In the present study we examined the effect of a single LC n-3 PUFA dose on hydroxy, epoxy, and dihydroxy FA patterns in plasma (sum of free and esterified oxylipins) of six healthy subjects at different time points. Moreover, we compared changes in hydroxy, epoxy, and dihydroxy FA levels with changes in parent PUFA levels in plasma phospholipids, a marker for the individual PUFA status.
2. Materials and methods
This investigator initiated study was designed and conducted according to the principles of the Good Clinical Practice Guidelines laid down in the Declaration of Helsinki and was approved by an ethics committee Freiburg Ethics Commission International.
2.1. Subjects
Healthy young men were recruited from the general population by an advertisement. The inclusion criteria for participating in the study were male gender, an age between 20 and 50 years and a body mass index (BMI) between 20 and 28 kg/m2. Diagnosis or suspicion of gastrointestinal disorders, high intake of oily fish (>2 times per week), intake of dietary supplements (e.g. n-3 PUFA, phytosterols, polyglucosamin) and intake of lipid-lowering drugs two month before and during intervention were defined as exclusion criteria. Inclusion and exclusion criteria were assessed via structured questionnaires. Subjects were instructed to avoid foods rich in n-3 PUFA 4 weeks before the intervention day to minimize variability in LC-PUFA status and blood levels. Restricted foods included fish, seafood, and alpha-linolenic acid (ALA, 18:3n-3)-rich vegetable oils such as linseed oil. Six healthy male volunteers were included in the study. The study collective (mean age 33 ± 5 years) was slightly overweight (25 ± 2.7 kg/m2) and showed a normal serum lipid profile (Table 1). All included subjects gave their written informed consent to take part in the study.
Table 1.
Subjects characteristics and fasting serum lipid levels at baseline.

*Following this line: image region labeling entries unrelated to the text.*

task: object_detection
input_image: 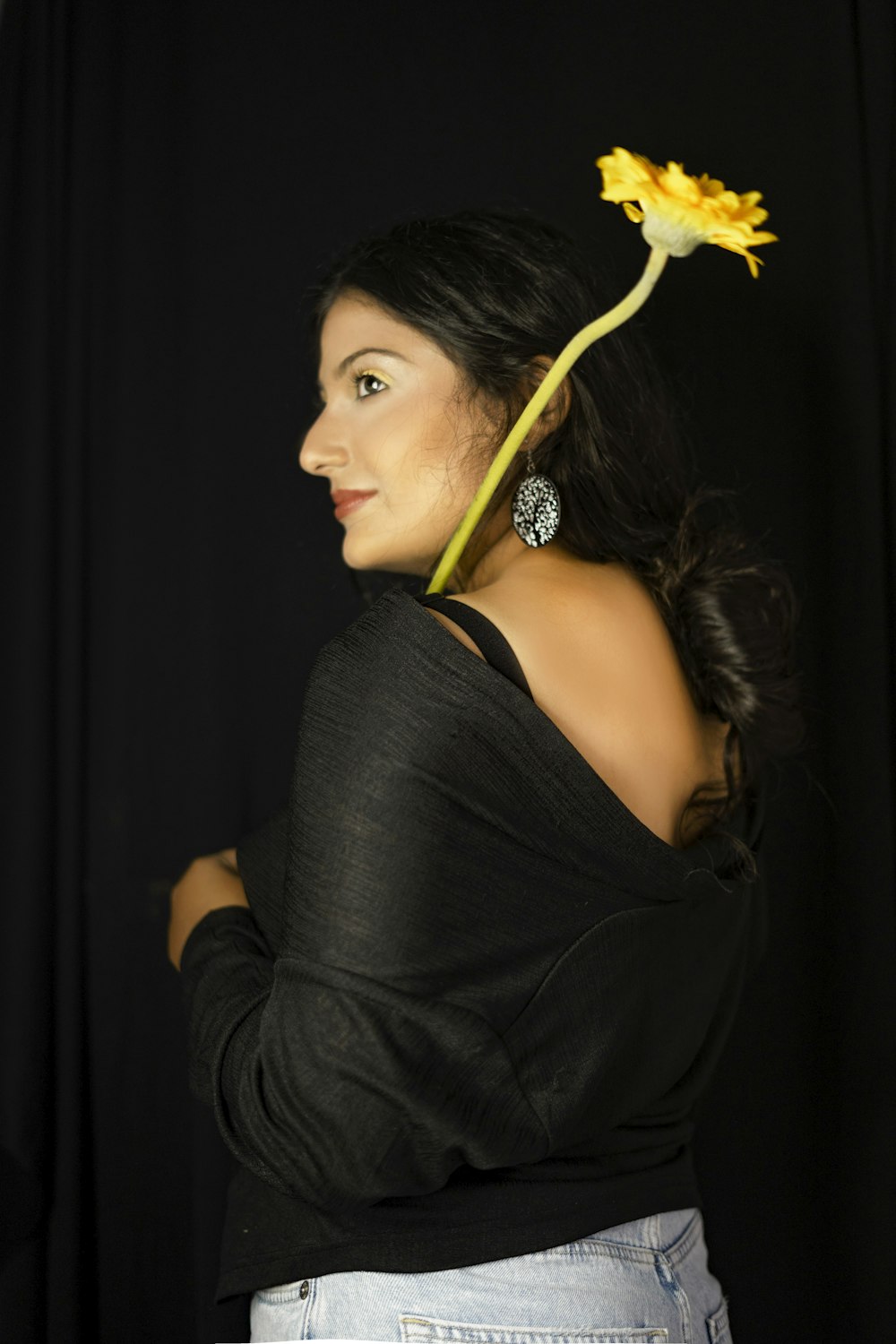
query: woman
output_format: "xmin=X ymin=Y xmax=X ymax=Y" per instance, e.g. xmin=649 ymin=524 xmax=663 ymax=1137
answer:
xmin=169 ymin=211 xmax=802 ymax=1344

Mean ± SD | Minimum | Maximum | |
---|---|---|---|
Age [years] | 33 ± 4.7 | 26 | 36 |
Weight [kg] | 81.1 ± 12.1 | 67.7 | 99.4 |
BMI [kg/m2] | 25 ± 2.7 | 22 | 29 |
TC [mmol/l] | 5.1 ± 0.9 | 3.9 | 6.4 |
TAG [mmol/l] | 1.5 ± 0.6 | 1.0 | 3.0 |
LDL [mmol/l] | 2.9 ± 0.8 | 2.0 | 3.9 |
HDL [mmol/l] | 1.5 ± 0.2 | 1.1 | 1.8 |
LDL/HDL quotient | 1.9 ± 0.4 | 1.5 | 2.5 |
TC, total cholesterol; TAG, triacylglycerides.
2.2. Study design
During the intervention day, subjects ingested fish oil capsules at 7:00 a.m. after an overnight fast. Each capsule contained 252 mg EPA and 168 mg DHA as re-esterified triacylglycerides obtained from Dr. Loges + Co. GmbH (Winsen, Germany), a pharmaceutical company. Subjects were instructed to ingest four capsules resulting in a total dose of 1008 mg EPA and 672 mg DHA. Capsules were given together with a standardized breakfast that contained 30.1 g of fat, 29.6 g of protein, 67.9 g of carbohydrate, and 2.7 MJ of energy. The total fat intake (breakfast + capsules) was 33.5 g. During the intervention day, subjects consumed standardized meals over 24 h, which were personally adjusted according to weight. Meals were consumed 3, 5, 7, 10, 12, and 24 h after capsule ingestion. Blood samples were taken initially (predose at baseline) and 6, 8, 24, and 48 h after capsule intake. The subjects were allowed to drink water during the intervention day, no further food or other drinks were consumed.
2.3. Blood sample collection
Plasma samples were obtained by venipuncture of an arm vein into EDTA-monovettes (Sarstedt, Germany). For plasma preparation, blood samples were directly centrifuged (2000 g, 10 min, 10 °C), and plasma taken off. Serum samples were obtained by venipuncture of an arm vein into 10 ml BD Vacutainer Blood Collection Tubes (Becton Dickinson, Heidelberg, Germany). After 30 min incubation at room temperature, tubes were centrifuged for 10 min at 2000 × g and serum was transferred into 15 mL falcon tubes (Becton Dickinson). Prepared samples were stored at −80 °C upon analysis or shipment to external laboratory, where samples were shipped to on ice. Serum lipid levels were determined by the LADR laboratory, Hannover, Germany.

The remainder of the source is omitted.